We'd pack up around four in the afternoon but occasionally stayed later. My favorite time on the beach remains to be very late afternoon when the sun made our shadows very long-limbed and our heads tiny.  

Staying late might warrant sending a consenting party to seek additional sustenance because the fruit, sandwiches, cookies, lemonade, hard boiled eggs and cold fried chicken would be depleted by then. 

We took eating on the beach very seriously. Didn't food taste better when eaten by the ocean? Besides, no one had money for the expensive treats available on the boardwalk.
Awful but I wanted one.

Plus, it was a very long walk from Bay 8 to the brightly lit food stalls from which
I desperately craved the unnaturally yellow cobs of corn hanging under the hot lights. The lights kept them warm but rendered the once tender kernels tasteless and indigestible. 

Distance brings me to another major component of a beach day...

Obviously, we all peed in the ocean. Occasionally someone would wander into a "warm zone" which meant that another bather had very recently done his business. You'd scream and move on...after all, someone had, more than likely, recently ventured into a warm zone of your own creation.

But poo poo in the wa wa was was a no no.

Other than the mysterious bastard who created the giant turd of my mother's youth, we all held whatever we had until we got home. I don't know how we did it but we did-- especially keeping in mind that we were eating constantly.

Giant turds aside, it certainly was a blissfully innocent way to spend a summer. I will address the boardwalk and what lay beneath it tomorrow....


  1. You're the second blog friend I've met who can't swim. I find that so interesting. Would you like me to teach you?

    We did go in CT when we visited my MIL years ago. She was a member at a private beach club- very chi-chi.

    It seems funny to have an end to the beach season up there. It was 102 here yesterday so people here are still flocking to the water whenever they can.

  2. Ahh! Some kind of miraculous network error has occurred and I can comment on today's post!! YIPPEEEE!!! :)

    The beach sounds WONDERFUL when you describe it. I've only been twice to the ocean. It's a 10 hour drive to the Gulf of Mexico (can you imagine driving for 10 hours and still being in the same state?!) and when you get there it's awful muddy and murky and a little dirty. Not nearly as beautiful as your beaches sound.

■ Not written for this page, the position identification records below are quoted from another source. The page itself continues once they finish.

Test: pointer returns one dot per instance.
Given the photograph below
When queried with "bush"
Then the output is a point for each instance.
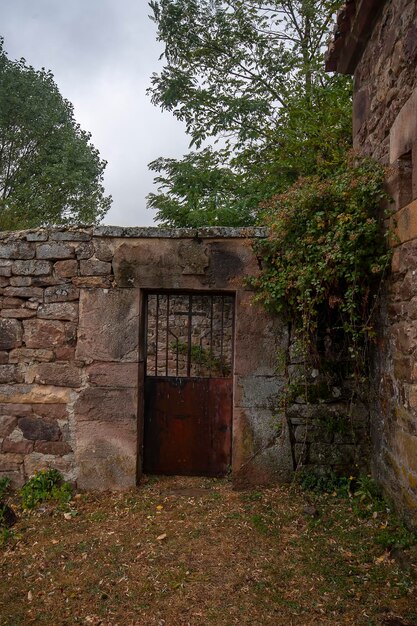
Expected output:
(47, 484)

    So very good to get to comment today, I still do read everyday!! :)

    Lots of Love!

  3. Private beach club? Bah! As for teaching me, I thank you but I feel I am beyond being teachable. I stiffen up in fear and even with my fat to muscle ration (what muscles?), I can't even float!

  4. Cat!!! So glad to hear from you here! The beach was wonderful...not sure how wonderful these days, though.

    A ten hour drive and still in one state blows my tiny mind...but everything is bigger in Texas, as result--and that can't be bad!

    Lots of love back! XO

  5. My family would go to the beach too. 20 minutes from here, by car. Black sand, strong winds - long stretches of nothing and no-one but us and our little dog.
    I haven't been to the beach in years. Rick says they are closed.
    When I die I want some of my ashes turned into a diamond, and the rest scattered at the nearest beach. Such good memories.

  6. Black sand, Janet---I would love to see that. And I, too, have discussed the scattering of my ashes off at my beach. But first, I would like Keith Richards to snort some.

  7. Susan - we used to go to Jones Beach from the Bronx. My parents would never leave the house until early afternoon. Then we'd go to West End 2 - with the never-ending stretch of sand - and we'd have to treck over that broiling stretch - had to be at least 1/4 mile till the water! We, too, would bring TONS of stuff: umbrellas, chairs, thermos bottles (coffee, ice tea, hot cocoa for the evenings...) a playpen, pails, shovels, kites, a loaf of french bread, hard boiled eggs, the salt shaker... You get the idea. Don't know HOW they did it but I loved going! Lake Michigan has wonderful beaches - close to home and no sticky salt feeling!

  8. Katie, your comment made me laugh out loud. You obviously relate but Lake Michigan, Katie??? Really???